According to the U. S. Bureau of Labor Statistics baby boomers born from 1957 to 1964 held an average of 10.5 jobs from ages 18 to 40. That is an average of a career change every two years. Perhaps by taking EQSQ.com's quizzes, men and women can find the ideal career sooner and develop professionally faster because they will be in a career that matches their abilities. While particular careers have disproportionate numbers of men and women, it is not be because of workplace gender discrimination but because men and women have different aptitudes and skills.
"…Women should be paid and rewarded in exactly the same way as men for equal jobs. However, I do not believe that all men and all women are similarly equipped (physically or mentally) to be able to perform tasks with the same degree of proficiency," EQSQ.com columnist Katrina Boydon notes in her piece. In an interview she added, "I have seen people surprised to learn that they are more systemizing than empathizing, or vice versa, but this knowledge can only help an individual choose the career for which they are best equipped."
The full text of the feature "Gender Discrimination in the Workplace: It's Not What You Think" can be found at http://www.eqsq.com/columns/gender-discrimination-work.html
Studies performed by Professor Simon Baron-Cohen, Ph.D. indicate that 53 percent of men have systemizing brains compared to 17 percent of women, giving reason to the observation that more men than women enter the fields of science and technology. This is not discrimination simply on the basis of gender. EQSQ.com emphasizes that women with high systemizing quotients are just as likely to enter and succeed in careers in science, technology, and other technical fields.
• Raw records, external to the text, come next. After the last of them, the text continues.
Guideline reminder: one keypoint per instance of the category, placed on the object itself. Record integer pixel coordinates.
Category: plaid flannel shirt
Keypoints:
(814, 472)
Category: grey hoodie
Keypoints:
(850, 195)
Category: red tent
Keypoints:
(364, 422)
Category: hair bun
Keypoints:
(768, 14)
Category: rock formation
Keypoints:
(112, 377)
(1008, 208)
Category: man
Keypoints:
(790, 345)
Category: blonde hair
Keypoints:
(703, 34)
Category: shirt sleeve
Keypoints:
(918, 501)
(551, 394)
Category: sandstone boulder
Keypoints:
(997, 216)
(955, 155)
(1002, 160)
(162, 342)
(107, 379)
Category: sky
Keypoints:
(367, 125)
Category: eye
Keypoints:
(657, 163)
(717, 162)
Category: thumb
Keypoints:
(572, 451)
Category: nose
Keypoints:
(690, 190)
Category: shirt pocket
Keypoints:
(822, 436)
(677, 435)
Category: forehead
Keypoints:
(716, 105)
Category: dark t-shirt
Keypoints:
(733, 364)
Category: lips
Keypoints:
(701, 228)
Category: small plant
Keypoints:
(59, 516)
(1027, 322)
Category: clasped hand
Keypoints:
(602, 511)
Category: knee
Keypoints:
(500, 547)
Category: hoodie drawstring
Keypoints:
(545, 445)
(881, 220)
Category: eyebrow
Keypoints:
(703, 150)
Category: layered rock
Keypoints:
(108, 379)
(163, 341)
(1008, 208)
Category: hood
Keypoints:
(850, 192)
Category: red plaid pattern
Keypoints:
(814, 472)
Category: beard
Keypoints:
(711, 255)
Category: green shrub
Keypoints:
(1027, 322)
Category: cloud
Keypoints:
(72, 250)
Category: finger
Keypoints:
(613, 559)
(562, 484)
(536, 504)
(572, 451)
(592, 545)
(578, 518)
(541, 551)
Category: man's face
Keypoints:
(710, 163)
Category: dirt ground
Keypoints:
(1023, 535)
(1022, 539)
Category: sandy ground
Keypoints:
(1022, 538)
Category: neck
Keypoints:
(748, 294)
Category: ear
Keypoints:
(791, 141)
The EQ test (http://www.eqsq.com/eqtest.php) and the SQ test (http://www.eqsq.com/sqtest.php) give individuals, regardless of their gender, a tool to help define careers that best match their personalities and aptitudes. Knowing that they possess the innate skills to succeed can make a positive difference to work relationships, career prospects, advancement, and opportunities for both men and women.
EQSQ.com centers on the Empathizing-Systemizing theory of the male versus the female brain types. The tests were developed by professors Simon Baron-Cohen and Sally Wheelwright at the University of Cambridge, England. Systemizers and empathizers can find information and resources for education, educational programs, and career-choice.